Cold Chisel chronology
| Cold Chisel (1978) | You're Thirteen, You're Beautiful, and You're Mine (1978) | Breakfast at Sweethearts (1979) |

= You're Thirteen, You're Beautiful, and You're Mine =

You're Thirteen, You're Beautiful, and You're Mine is a live EP by Australian pub rock band Cold Chisel, recorded at the Regent Theatre in Sydney in October 1978 and released in November 1978.

After a long period of unavailability, the EP was re-released as a bonus disc with the second pressing of the compilation album Chisel (1991). The EP was later made available digitally, as well as reissued on disc in 2011.

==Details==

As seen on the back cover of the album, Ian Moss (left) and Jimmy Barnes (right) are photographed in a toilet, with a flatmate of Barnes' then girlfriend posed topless.

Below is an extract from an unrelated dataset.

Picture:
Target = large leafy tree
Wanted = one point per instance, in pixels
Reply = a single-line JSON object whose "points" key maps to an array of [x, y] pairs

The title is a parody of the song "You're Sixteen" by the Sherman Brothers, which was popularized in 1960 by Johnny Burnette and in 1973 by Ringo Starr. Barnes later said, "At this stage, we were listening to Jerry Lee Lewis and somebody suggested we call the EP 'You're Sixteen, You're Beautiful and You're Mine' after the Jerry Lee Lewis song. I thought because Jerry Lee married his 13-year-old cousin...." (Note: 'You're Sixteen' was not, however, by Lewis). Walker later said the title was "dreamed up at a drunken recording session, and obviously ten thousand other people thought it was funny too".

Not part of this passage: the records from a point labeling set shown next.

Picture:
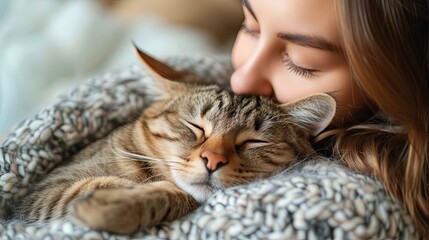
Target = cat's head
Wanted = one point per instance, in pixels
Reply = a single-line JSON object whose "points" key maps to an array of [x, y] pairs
{"points": [[210, 138]]}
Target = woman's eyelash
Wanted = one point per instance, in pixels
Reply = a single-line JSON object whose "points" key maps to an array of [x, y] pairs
{"points": [[247, 31], [303, 72]]}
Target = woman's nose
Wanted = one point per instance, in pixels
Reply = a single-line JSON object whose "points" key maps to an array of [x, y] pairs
{"points": [[251, 77]]}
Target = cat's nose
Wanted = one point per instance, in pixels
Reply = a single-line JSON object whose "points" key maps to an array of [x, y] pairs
{"points": [[213, 160]]}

The front and back covers of the album feature some female nudity, courtesy of a flatmate of Barnes' then girlfriend. Barnes describes it as "the best photo shoot we ever did". This is the only Cold Chisel album to date which features nudity as part of the cover art. Photographer Greg Noakes said, "the band said they knew of a great toilet for the shoot".

It is speculated that the b-sides of 1979's "Choirgirl" singles (7" and 12") are outtakes from this Regent Theatre performance ("Conversations" and "Khe Sanh" respectively). During the fade-in to "Conversations" Barnes can be heard telling the audience, "Keep it up and we'll play "God Save The Queen"". According to his memoir, Working Class Man, Cold Chisel played "God Save The Queen" (Australia's national anthem in 1978) as their opening song at this concert, jokingly intended to compel the entire audience to stand up. (The audience had remained seated during the preceding set by Midnight Oil.)

==Reception==
Reviewed at the time of release, Juke Magazine said, "Recorded live, Cold Chisel have real fire, an awesome momentum and a bright sound, all of which were completely stifled by the inhibiting surrounding of the studio. Ian Moss shows how inspired he can be with the reins off, and the rest of the band do likewise.

==Track listing==
All songs by Don Walker except "Wild Thing" by Chip Taylor

Side one
1. "One Long Day"
2. "Home and Broken Hearted"

Side two
1. "Merry-Go-Round"
2. "Mona and the Preacher"
3. "Wild Thing"

1982's German release of the EP is noteworthy: the A-side runs at 45 RPM and the B-side (some pressings) runs at 33 1/3 RPM. Additionally, the tracks have been re-ordered:

Side one
1. "Wild Thing"

Side two
1. "Merry-Go-Round"
2. "Mona and the Preacher"
3. "One Long Day"
4. "Home and Broken Hearted"

==Personnel==
- Jim Barnes – vocals
- Don Walker – organ, piano
- Ian Moss – guitar, lead vocal on "One Long Day", backing vocals
- Steve Prestwich – drums
- Phil Small – bass guitar

==Charts==

Chart performance for You're Thirteen, You're Beautiful, and You're Mine
| Chart (1978–79) | Peak position |
|---|---|
| Australian Albums (Kent Music Report) | 36 |

==Certifications==

Certifications for You're Thirteen, You're Beautiful, and You're Mine
| Region | Certification | Certified units/sales |
| Australia (ARIA) | Gold | 35,000^{^} |
^{^} Shipments figures based on certification alone.